Research by ICMR’s National Institute for Research in Tuberculosis sheds light on long-term implications for TB survivors
Patients who have successfully completed treatment for tuberculosis (TB) are at an elevated risk of all-cause mortality and reduced life expectancy, according to studies conducted by the National Institute for Research in Tuberculosis, part of the Indian Council of Medical Research (ICMR). These findings have raised concerns among healthcare professionals and underscore the need for continued support and monitoring of TB survivors to ensure their long-term health and well-being.
The National Tuberculosis Elimination Program (NTEP) in India has made significant strides in combating TB and aims to end the disease by 2025, ahead of the global Sustainable Development Goal target of 2030. While treatment outcomes have improved and mortality rates have declined, the recent studies conducted by the National Institute for Research in Tuberculosis highlight the persistent challenges faced by TB survivors even after successful treatment.
The research followed up with 4,022 TB patients and 12,243 gender-matched and age-matched controls to assess their long-term survival. The results revealed that mortality rates among those who had been diagnosed and treated for TB were twice as high compared to those who had not been affected by the disease. Most deaths occurred within the first year after completing treatment.

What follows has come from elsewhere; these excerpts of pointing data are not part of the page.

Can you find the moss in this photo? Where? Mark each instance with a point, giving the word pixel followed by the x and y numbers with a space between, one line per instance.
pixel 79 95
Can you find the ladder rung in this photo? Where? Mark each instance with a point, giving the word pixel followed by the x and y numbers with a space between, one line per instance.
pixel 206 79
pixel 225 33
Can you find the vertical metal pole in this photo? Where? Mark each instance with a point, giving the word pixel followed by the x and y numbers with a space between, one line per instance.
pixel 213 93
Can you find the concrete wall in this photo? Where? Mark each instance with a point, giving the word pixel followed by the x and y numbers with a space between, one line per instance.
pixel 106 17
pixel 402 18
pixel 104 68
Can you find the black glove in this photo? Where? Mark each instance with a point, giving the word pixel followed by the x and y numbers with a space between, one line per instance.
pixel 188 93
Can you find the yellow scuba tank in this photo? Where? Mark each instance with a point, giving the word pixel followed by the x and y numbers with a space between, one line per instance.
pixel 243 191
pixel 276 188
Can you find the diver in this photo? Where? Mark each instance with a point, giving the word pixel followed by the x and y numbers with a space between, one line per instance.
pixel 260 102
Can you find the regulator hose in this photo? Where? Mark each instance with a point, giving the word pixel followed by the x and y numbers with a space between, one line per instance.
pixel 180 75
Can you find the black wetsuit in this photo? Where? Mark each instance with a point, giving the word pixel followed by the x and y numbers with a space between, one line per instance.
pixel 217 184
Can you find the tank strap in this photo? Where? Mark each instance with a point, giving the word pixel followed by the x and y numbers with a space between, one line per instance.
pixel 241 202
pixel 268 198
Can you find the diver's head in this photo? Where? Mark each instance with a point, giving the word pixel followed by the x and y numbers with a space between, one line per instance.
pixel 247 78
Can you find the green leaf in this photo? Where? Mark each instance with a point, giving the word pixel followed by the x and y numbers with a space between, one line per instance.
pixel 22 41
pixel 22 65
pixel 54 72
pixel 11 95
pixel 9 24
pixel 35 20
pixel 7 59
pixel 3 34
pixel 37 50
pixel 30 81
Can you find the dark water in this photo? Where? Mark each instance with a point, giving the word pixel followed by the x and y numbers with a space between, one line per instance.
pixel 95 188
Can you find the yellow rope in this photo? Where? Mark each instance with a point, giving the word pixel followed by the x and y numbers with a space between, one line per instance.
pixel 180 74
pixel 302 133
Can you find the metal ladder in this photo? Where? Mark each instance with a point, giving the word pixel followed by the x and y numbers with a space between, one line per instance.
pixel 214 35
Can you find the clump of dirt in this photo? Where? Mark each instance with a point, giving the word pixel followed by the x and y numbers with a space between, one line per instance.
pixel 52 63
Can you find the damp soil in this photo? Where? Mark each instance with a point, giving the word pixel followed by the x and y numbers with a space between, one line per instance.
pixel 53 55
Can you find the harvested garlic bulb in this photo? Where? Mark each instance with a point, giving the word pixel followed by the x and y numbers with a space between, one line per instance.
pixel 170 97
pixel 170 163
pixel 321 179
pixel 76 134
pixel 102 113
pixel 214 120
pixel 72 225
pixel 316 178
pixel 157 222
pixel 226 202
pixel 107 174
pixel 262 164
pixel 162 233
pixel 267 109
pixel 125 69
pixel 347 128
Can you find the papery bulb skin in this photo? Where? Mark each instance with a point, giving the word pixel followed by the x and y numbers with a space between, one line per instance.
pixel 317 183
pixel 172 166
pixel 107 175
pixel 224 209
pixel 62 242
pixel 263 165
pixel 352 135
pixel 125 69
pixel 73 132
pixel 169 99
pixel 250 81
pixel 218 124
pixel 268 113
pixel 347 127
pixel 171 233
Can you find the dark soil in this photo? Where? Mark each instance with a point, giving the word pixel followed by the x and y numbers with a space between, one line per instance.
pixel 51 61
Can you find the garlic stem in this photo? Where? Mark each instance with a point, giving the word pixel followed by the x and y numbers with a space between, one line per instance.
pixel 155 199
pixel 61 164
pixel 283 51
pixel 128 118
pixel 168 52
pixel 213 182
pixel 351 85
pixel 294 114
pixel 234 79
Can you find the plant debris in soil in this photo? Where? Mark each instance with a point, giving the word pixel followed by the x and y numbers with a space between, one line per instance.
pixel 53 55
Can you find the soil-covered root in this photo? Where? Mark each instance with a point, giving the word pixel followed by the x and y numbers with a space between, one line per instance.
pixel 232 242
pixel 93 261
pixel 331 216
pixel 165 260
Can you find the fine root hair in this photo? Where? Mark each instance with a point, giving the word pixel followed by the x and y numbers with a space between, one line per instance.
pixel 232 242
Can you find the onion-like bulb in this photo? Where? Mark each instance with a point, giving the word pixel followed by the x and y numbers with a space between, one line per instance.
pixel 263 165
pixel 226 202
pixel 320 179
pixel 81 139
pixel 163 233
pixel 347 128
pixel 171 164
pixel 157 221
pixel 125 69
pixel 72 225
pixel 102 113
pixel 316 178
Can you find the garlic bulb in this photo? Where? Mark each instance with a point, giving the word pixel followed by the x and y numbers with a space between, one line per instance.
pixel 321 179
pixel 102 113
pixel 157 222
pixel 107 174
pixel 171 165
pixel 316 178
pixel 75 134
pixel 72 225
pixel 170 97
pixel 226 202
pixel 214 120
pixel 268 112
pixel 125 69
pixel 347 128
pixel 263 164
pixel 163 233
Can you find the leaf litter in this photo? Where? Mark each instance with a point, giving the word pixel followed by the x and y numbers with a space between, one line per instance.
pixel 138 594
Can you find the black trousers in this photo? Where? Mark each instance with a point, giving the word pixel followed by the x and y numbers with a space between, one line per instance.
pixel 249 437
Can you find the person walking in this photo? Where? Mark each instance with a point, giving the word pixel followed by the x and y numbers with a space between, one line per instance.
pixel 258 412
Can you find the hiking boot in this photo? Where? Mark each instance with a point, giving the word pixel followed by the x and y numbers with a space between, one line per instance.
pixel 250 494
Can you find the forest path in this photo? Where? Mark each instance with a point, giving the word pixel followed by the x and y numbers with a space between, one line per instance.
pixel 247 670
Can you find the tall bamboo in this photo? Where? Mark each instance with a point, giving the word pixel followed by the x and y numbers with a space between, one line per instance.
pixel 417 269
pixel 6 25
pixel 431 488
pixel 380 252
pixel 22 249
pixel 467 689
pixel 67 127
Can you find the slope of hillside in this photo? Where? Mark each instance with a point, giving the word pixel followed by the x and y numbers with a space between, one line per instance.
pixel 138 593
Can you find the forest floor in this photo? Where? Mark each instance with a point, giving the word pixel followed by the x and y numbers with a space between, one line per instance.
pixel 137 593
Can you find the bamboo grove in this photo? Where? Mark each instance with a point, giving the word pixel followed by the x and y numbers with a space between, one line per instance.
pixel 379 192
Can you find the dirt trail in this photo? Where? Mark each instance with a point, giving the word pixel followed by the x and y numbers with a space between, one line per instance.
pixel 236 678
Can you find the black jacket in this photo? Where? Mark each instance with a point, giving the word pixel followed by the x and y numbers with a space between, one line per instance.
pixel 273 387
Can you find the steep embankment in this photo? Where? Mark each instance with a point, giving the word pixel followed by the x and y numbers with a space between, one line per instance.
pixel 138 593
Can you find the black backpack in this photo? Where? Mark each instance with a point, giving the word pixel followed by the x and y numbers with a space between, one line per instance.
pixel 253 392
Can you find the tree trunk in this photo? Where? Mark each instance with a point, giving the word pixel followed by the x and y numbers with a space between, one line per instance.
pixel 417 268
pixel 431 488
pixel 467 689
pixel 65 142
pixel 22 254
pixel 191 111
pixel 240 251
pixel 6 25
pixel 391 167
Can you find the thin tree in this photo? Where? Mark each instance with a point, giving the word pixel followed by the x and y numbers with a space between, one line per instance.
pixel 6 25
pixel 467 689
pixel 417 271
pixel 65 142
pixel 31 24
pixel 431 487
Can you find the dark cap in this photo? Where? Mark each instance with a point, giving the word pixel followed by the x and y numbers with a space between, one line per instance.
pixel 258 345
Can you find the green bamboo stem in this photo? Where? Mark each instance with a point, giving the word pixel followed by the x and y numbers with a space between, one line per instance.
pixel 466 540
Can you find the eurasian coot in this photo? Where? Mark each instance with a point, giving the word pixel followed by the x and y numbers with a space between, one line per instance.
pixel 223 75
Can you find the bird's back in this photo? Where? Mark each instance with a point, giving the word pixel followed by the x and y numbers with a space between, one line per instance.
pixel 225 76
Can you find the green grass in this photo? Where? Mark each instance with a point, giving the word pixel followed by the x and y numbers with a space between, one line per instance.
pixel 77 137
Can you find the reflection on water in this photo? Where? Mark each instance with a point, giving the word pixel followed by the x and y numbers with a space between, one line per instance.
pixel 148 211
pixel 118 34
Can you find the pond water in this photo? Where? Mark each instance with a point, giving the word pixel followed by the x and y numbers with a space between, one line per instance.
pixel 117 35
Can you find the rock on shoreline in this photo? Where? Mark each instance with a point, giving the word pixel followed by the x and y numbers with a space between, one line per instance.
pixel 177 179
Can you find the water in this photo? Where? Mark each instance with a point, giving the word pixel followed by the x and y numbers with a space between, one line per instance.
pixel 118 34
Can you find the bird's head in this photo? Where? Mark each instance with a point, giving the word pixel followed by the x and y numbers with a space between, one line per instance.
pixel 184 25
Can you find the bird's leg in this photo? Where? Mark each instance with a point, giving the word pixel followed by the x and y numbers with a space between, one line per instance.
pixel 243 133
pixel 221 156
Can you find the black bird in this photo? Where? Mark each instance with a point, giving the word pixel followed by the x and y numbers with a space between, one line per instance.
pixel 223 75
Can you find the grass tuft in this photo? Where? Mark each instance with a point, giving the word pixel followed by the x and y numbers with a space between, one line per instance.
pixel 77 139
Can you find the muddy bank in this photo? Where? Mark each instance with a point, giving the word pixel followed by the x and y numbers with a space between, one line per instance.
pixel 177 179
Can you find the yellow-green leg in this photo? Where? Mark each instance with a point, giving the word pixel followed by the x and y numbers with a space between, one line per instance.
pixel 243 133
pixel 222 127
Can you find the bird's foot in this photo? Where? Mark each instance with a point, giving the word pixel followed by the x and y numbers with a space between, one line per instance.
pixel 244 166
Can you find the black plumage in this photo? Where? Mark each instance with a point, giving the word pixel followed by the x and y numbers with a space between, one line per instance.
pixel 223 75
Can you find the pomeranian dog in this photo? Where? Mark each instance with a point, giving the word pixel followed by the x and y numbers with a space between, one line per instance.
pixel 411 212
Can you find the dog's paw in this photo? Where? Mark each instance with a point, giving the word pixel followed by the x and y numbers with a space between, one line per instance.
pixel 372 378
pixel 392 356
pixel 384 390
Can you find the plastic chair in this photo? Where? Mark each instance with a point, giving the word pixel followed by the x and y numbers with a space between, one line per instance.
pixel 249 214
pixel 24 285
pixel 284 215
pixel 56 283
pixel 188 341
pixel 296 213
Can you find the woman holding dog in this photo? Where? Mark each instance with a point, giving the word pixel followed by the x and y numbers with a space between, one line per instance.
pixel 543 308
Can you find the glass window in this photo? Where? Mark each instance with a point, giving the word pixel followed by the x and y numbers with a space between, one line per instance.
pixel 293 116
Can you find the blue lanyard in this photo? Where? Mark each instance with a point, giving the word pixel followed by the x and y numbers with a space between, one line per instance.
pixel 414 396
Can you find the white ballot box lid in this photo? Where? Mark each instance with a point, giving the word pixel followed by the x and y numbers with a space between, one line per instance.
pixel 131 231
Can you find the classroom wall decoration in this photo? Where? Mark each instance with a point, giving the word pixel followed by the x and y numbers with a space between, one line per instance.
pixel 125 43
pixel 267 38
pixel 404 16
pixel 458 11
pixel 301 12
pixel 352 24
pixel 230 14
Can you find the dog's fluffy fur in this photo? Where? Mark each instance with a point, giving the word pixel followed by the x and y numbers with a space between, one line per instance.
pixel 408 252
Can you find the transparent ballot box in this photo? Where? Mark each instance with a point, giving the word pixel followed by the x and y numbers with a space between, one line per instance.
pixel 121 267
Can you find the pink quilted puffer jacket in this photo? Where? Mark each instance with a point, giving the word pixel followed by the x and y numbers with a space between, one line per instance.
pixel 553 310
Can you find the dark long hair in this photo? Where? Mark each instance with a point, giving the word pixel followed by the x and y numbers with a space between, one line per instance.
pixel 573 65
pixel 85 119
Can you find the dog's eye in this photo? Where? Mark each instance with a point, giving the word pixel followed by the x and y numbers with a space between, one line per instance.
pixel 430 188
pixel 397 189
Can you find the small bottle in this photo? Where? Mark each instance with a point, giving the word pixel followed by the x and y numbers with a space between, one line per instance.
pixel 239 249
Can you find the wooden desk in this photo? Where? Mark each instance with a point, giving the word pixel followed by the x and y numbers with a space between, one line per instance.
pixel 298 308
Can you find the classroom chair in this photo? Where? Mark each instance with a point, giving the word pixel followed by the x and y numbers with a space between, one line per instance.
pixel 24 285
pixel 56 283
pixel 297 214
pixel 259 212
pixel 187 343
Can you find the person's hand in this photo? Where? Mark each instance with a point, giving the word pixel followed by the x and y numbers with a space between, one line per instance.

Among various population subgroups, the studies found that males had a higher mortality rate than females. Additionally, individuals who had undergone treatment for pulmonary TB, the more common form of the disease, faced a higher risk of mortality compared to those diagnosed with extrapulmonary TB.
Patients face higher risk of all-cause mortality, emphasizing the need for post-treatment support and care
The findings underscore the need for ongoing support and interventions to address the post-TB health challenges faced by survivors. The National Institute for Research in Tuberculosis recommends strategies such as regular counseling, raising awareness about TB and its consequences, and focusing on individuals with smoking and alcohol habits to reduce TB-related mortality.
Furthermore, the institute recommends long-term follow-up for TB recurrence and interventions for co-morbid conditions to prevent premature mortality. The NTEP is urged to prioritize appropriate strategies and resources to support TB survivors and reduce the long-term impact of the disease on their quality of life.
The research findings emphasize the importance of comprehensive care and ongoing monitoring to address the respiratory morbidity and mortality associated with post-TB sequelae. By prioritizing strategies to reduce mortality post-TB treatment, the NTEP can make significant progress in improving the overall health and well-being of TB survivors in India.